When I field-tested 12 new models, I checked-out depth and bevel adjustments, guard operations, view of the cut line, and, of course, power. I also looked for features like easy blade changes, electric brakes, adequate dust ejection, and comfort.

I tested two left-blade and 10 right-blade models in the field with my framing crews and back in my shop. The left-blade tools are the Makita 5007NLK and Porter-Cable 743K. The right-blade saws are the Bosch 1655K, Craftsman 27108, DeWalt DW364K and DW368K, Hitachi C7SB2 and C7BD2, Makita 5007NHK, Milwaukee 6375-20 and 6390-21 Tilt-Lok, and Porter-Cable 447K.


It would be hard to find a tougher job for a circ saw than ripping LVL framing?glues and resins, thickness, and density all add up to a tough job for any saw. We set up a rip station for our power test, using 13/4-inch-thick stock, and tried to max-out each tool. I also took the blades out of the equation by using brand new identical blades on each saw. I pushed each saw as fast as it would cut for as far as I could reach (about 42 inches).

Easily, the most powerful saws in this part of the test were the Milwaukee 6375-20, both DeWalt models, and both Hitachi models. They all cranked through with no problem. In the second group, the Bosch, both Makitas, and the Craftsman made it through, too, but with some strain and noticeable draw down on the shop lights.

Pushing the Porter-Cable saws and the Milwaukee Tilt-Lok as fast as they would cut stopped them in their tracks about halfway down the LVL. While I don't have to rip huge lengths of LVL every day, there's plenty of power-cutting going on at our sites?like gang-cutting studs or gang-ripping 2 inches of plywood?where I really need my saw to go that extra mile without stalling.

Sight Lines

Left-handed carpenters have kept a secret from us righties: It's much easier to see a cut line when you don't have to lean over the saw. For cut-line visibility at a 90-degree bevel, left-blade saws take the cake. Things change, however, when you tip the saw over for a bevel cut.

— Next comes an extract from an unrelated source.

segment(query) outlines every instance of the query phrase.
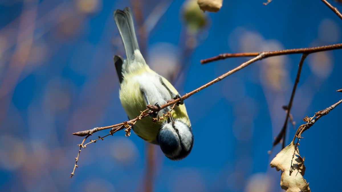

Left Blade. For straight 90-degree cuts, I quickly took to the Makita 5007NLK and Porter-Cable 743K left-blade saws. At 90 degrees, each saw provides a great view. At 45-degress, however, it's more difficult to find the line on Porter-Cable's tool. With the Makita, I could still see the cut line through the saw body without leaning way over to see it from the far right. Since both saws were so good to use at a 90, it makes me wish other manufacturers made left-blade saws, too.

Right Blade. The DeWalt DW364K, Makita 5007NHK, and both Hitachi saws have clean sight lines at both 90 and 45 degrees. On these four saws I could clearly see my line through the saw body. When I leaned over the saw (the way I usually cut), I could see the line from that angle, too.

The Bosch 1655K has clean views too, but when I leaned over the saw debris from the cut shot into my face. On both Milwaukee models it was difficult to see the line through the saw body; with the Tilt-Lok model there was considerable blow-back of debris into my face when I leaned over the saw. The right-blade Porter-Cable 447K has absolutely no good view of the cut line when set at a 45-degree bevel. The Craftsman offered a good view at 45, but I could only get a good view at 90 by leaning over the saw.